I have several tables now created, that are looking good thanks to people from these forums. There is only a slight problem, all the tables appear at the end of chapter, instead of e.g. the end of each section (yes, they are quite big), but that's OK.
My last table has more columns than regular and I was thinking putting it in landscape mode in a separate page. So, I've tried
JoKo wrote:It seems writing my thesis in LaTeX is harder than what I expected, doh! [...]
It cannot be harder then writing it with a word processor.
JoKo wrote:[...] I have several tables now created, that are looking good thanks to people from these forums. There is only a slight problem, all the tables appear at the end of chapter, instead of e.g. the end of each section (yes, they are quite big), but that's OK. [...]
Float placement is a very sensible matter. It depends on the rigtht placement parameters for the float environments. From my experience the following works best.
If the parameters alone don't help, you can insert a \clearpage (or \cleardoublepage) command right after the float environment. If you want to prevent floating of your tables completely, you can try the \captionof command from the caption package.
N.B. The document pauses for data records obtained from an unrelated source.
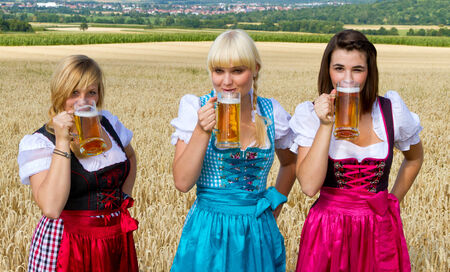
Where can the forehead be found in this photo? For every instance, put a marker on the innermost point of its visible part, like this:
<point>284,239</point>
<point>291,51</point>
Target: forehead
<point>348,57</point>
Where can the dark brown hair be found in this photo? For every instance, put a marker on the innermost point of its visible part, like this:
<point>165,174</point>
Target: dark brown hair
<point>352,40</point>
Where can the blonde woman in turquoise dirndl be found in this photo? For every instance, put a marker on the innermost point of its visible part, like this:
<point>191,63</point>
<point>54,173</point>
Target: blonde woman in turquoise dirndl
<point>232,224</point>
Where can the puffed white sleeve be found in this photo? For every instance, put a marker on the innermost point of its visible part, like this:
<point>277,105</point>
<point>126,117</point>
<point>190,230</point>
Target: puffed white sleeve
<point>406,123</point>
<point>187,119</point>
<point>35,155</point>
<point>304,124</point>
<point>283,134</point>
<point>125,135</point>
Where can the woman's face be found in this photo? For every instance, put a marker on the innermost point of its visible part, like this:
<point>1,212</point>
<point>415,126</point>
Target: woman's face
<point>232,79</point>
<point>88,94</point>
<point>348,65</point>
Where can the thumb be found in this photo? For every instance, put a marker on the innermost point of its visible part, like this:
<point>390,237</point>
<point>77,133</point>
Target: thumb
<point>333,95</point>
<point>212,99</point>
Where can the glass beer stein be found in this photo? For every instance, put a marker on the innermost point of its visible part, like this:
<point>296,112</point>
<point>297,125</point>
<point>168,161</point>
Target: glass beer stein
<point>228,119</point>
<point>347,108</point>
<point>88,128</point>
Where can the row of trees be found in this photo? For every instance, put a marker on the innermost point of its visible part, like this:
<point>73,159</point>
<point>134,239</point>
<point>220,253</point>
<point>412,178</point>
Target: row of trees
<point>443,31</point>
<point>381,31</point>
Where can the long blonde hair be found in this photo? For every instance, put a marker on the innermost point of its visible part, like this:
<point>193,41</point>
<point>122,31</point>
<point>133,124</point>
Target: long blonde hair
<point>235,47</point>
<point>74,72</point>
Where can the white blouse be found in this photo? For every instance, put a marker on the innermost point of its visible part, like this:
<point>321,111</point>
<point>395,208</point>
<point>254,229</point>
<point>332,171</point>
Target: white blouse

JoKo wrote:My last table has more columns than regular and I was thinking putting it in landscape mode in a separate page. [...]
Perhaps the sidewaystable environment that comes with the rotating package is better in this case.
Note that a table typeset in this environment will open a new page and occupy it completely with any text. Moreover it will be printed where declared in the source.
Sidewaystable table was what I was looking for, thanks.
The problem with the order of the table persists, though. Now it's even worse, since referring to my last 2 tables creates ?? instead of proper numbers and links. As I said before, my very first table is very big and goes at the end of the chapter (no matter what I do, caption/captionof/clearpage/cleardoublepage) and the other tables follow it.
(If you think I should create a new topic describing this problem with more explanations, please tell me so).
Your initial table is probably too large to ever get placed with running text above or below it, thus it has to go to a separate page, and its first opportunity for this is at the end of each chapter. Also, the order of tables is kept, so that all other tables are pushed as well.
What you should do, is to enforce that this separate page with your table occurs as soon as possible. Include \usepackage{afterpage} in your preamble, and write \afterpage{\clearpage} right after your table. Then there will be a separate page for your table as soon as the current page has been filled.